China, Kamis (22/10), mengancam akan melakukan pembalasan yang sah dan perlu atas penjualan sejumlah rudal AS bernilai $ 1 miliar ke Taiwan.
Departemen Luar Negeri AS mengatakan, Rabu (21/10), pihaknya menyetujui penjualan 135 rudal udara-ke-darat ke Taiwan dalam langkah yang menurut Kementerian Pertahanan Taiwan akan membangun kemampuan tempurnya, sebagaimana dilansir dari AFP.
Taiwan yang demokratis dan memerintah sendiri terus-menerus hidup di bawah ancaman invasi Beijing yang otoriter. Pimpinan China memandang pulau itu sebagai bagian dari wilayah mereka dan berjanji suatu hari kelak akan merebut pulau itu, dengan kekerasan jika perlu.

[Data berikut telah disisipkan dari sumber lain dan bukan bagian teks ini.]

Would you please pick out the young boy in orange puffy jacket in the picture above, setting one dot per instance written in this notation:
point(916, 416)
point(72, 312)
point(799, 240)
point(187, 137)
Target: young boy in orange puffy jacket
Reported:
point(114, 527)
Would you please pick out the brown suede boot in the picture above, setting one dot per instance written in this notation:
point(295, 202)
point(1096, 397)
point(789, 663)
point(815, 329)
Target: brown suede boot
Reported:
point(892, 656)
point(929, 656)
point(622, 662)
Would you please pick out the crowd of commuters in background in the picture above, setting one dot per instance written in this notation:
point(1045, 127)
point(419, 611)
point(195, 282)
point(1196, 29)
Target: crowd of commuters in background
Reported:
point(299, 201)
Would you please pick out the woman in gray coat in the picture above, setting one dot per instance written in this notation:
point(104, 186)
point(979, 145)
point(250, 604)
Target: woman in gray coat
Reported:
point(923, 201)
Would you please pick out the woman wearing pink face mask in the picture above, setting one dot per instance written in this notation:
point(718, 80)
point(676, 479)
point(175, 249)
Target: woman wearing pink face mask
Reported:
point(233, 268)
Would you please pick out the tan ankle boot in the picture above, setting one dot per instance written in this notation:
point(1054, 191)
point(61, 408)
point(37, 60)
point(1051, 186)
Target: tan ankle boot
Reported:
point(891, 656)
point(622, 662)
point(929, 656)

Kementerian Luar Negeri China, Kamis (22/10), menuduh AS melanggar perjanjian yang ditandatangani oleh Beijing dan Washington pada 1970-an yang mengukuhkan hubungan diplomatik antara kedua pemerintah.

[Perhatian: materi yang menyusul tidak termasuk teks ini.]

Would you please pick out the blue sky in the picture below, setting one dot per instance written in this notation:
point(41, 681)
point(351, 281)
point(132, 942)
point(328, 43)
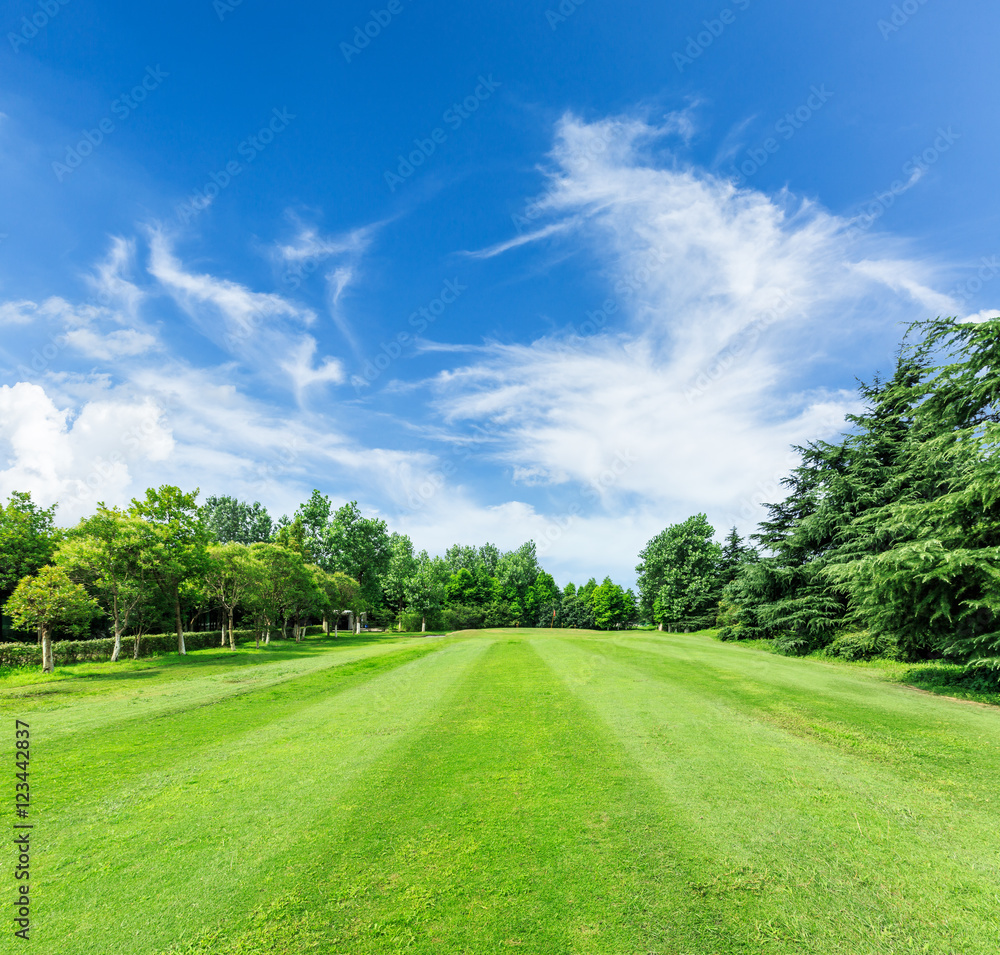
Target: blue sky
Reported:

“Penjualan itu mengirim sinyal yang sangat keliru ke pasukan separatis yang memperjuangkan kemerdekaan Taiwan, dan merusak secara serius hubungan China-AS," kata juru bicara kementerian itu, Zhao Lijian, pada konferensi pers reguler.
Zhao mengatakan China akan "membuat tanggapan yang sah dan perlu tergantung pada perkembangan situasi.”

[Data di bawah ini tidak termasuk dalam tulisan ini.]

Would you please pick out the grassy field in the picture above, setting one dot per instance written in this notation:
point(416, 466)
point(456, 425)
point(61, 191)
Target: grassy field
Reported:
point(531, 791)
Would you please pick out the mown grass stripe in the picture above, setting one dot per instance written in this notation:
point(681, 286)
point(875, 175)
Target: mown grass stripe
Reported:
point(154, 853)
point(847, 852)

Beijinh telah meningkatkan tekanan diplomatik dan militer terhadap Taiwan sejak keterpilihan Presiden Tsai Ing-wen pada 2016. Tsai memandang pulau itu sebagai negara berdaulat de facto dan bukan bagian dari "Satu China."
Jet-jet tempur dan pembom China telah memasuki zona pertahanan udara Taiwan dengan frekuensi yang meningkat dalam beberapa bulan terakhir, sementara film-film propaganda yang menunjukkan serangan simulasi di wilayah seperti Taiwan banyak beredar. China juga telah melancarkan rangkaian usaha diplomatik untuk menarik dukungan sekutu-sekutu resmi Taiwan.
Taiwan memiliki hubungan diplomatik dengan hanya 15 negara saat ini.
Tiga pemerintahan AS sebelumnya bersikap hati-hati dalam menjalin kesepakatan besar terkait senjata dengan Taipei karena khawatir menimbulkan kemarahan Beijing. [ab/ka]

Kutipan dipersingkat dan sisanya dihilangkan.